Pinnacle Mountain State Park Visitor Center

A new visitor center at Pinnacle Mountain State Park weaves through the trees as a structured, undulating canopy, lightly rooted into the sloping site and forming a gateway to not only Pinnacle Mountain, but all Arkansas State Parks.

Project Statement

Of the 52 State Parks that grace the state of Arkansas, Pinnacle Mountain State Park is unique in that it sits adjacent to the capital city of Little Rock, which has grown to border the park. With over 750,000 people living in the metro area, Pinnacle Mountain may be for many their only experience with visiting a State Park; 600,000 people visit this park each year. While the park offers geographic characteristics found in the state from steep cliffs to wetlands, the park’s most prominent feature, and one of the state’s as well, is the mountain itself. Climbing to the summit is a rite of passage for many children with their parents, and its trails are covered with people each day.

While other state parks in the Ozark and Ouachita mountains have a variety of historic lodges and structures from the Civilian Conservation Corps (CCC) period that set their architectural style, Pinnacle Mountain did not have a precedent; its urban connection, and the younger city patrons that canoe, kayak, hike, climb and bike the mountain said it should connect in a different way. State Parks desired a building that fit seamlessly with the mountain, as part of the mountain. For those that have not ventured past this park, this Visitor Center needed to be not only a gateway to Pinnacle, but to all of State Parks.

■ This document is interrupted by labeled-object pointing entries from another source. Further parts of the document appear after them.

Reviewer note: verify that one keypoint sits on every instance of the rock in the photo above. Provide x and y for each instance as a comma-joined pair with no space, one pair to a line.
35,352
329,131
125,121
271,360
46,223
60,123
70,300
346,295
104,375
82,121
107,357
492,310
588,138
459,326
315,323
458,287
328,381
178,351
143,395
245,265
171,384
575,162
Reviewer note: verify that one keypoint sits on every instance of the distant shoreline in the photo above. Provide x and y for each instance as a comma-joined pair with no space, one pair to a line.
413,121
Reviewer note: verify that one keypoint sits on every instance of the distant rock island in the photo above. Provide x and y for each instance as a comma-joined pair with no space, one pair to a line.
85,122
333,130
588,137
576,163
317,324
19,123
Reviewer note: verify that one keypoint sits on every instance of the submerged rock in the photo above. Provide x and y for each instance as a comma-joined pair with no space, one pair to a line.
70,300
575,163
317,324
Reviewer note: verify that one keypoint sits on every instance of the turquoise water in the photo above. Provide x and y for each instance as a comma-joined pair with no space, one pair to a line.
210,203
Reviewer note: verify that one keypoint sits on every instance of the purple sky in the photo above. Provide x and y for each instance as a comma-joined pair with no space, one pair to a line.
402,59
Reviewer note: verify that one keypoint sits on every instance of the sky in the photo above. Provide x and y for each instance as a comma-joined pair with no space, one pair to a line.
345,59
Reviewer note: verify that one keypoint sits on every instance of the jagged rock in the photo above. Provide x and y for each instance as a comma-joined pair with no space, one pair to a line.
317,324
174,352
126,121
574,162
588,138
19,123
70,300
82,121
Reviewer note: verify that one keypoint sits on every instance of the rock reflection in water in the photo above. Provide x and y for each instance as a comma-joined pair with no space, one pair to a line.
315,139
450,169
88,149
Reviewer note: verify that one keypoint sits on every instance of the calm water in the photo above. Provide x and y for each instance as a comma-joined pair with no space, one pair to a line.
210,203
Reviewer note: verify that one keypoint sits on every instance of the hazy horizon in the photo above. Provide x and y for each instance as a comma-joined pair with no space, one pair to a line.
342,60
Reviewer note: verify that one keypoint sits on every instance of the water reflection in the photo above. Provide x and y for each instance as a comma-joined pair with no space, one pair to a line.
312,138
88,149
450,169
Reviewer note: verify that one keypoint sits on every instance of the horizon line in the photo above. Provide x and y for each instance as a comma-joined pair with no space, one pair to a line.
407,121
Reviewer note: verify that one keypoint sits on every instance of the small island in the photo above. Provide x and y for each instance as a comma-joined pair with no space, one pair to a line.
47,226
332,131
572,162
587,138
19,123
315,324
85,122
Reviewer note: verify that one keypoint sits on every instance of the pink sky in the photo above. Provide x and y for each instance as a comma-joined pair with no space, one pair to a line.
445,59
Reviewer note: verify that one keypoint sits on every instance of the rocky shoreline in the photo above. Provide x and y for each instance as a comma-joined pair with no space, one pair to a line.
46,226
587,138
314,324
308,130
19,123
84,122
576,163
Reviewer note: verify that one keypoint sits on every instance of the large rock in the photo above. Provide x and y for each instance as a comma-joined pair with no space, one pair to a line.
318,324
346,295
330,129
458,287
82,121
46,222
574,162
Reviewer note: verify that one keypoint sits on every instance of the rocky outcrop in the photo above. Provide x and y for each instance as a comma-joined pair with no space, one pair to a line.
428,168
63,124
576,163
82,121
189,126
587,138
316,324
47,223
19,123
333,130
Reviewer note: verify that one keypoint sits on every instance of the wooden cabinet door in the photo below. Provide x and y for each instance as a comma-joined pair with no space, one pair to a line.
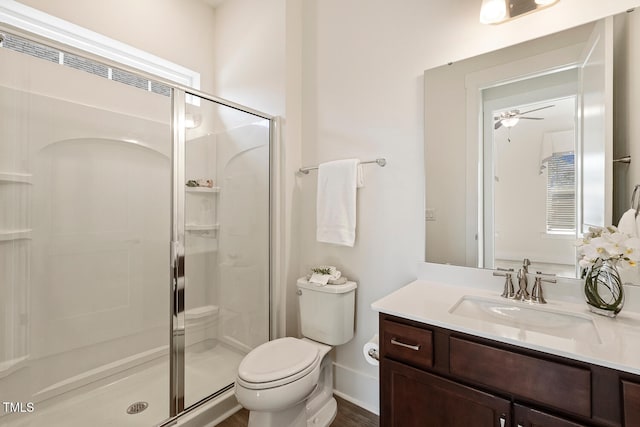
527,417
413,398
631,403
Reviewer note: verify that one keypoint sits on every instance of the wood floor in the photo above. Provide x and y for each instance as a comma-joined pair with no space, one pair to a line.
349,415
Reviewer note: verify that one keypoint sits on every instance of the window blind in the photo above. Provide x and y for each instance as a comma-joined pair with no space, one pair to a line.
561,193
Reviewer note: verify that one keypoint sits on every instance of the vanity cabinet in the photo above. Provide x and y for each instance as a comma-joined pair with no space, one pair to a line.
432,376
631,403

In studying the site as long time patrons, the most striking feature is a vein of rocks that runs from the peak down the mountain to a clearing that became the perfect location for access to trails, lower park amenities, and highway 300. The design solution creates three rock “outcroppings” of functional spaces spread along the grade at this vein, all under one undulating roof canopy that reacts to the terrain and weaves through the actual tree canopy. Under that roof canopy, two buildings form a gateway for the trail opening to the mountain and the lobby. Reception, gifts, and exhibits all view the mountain through a continuous glass wall enclosure where education occurs inside/out to connect visitors visually, physically, and spiritually to the mountain. The Loblolly Outpost sits free under the canopy, offering visitors an outdoor café setting to celebrate conquering the summit. The roof is lifted to match the mountain’s slope to open the view up, direct water to the downward slope, and limit the view of the roof from above and below the mountain. Glass reflects nature by day but creates a dynamic open pavilion at night for returning hikers. The glulam beams structural bracing pattern at the roof emulates the organic order seen in nature.

The Pinnacle Mountain Visitor Center blends perfectly into the mountain as both gateway and destination with a progressive language that bridges the urban and natural environments.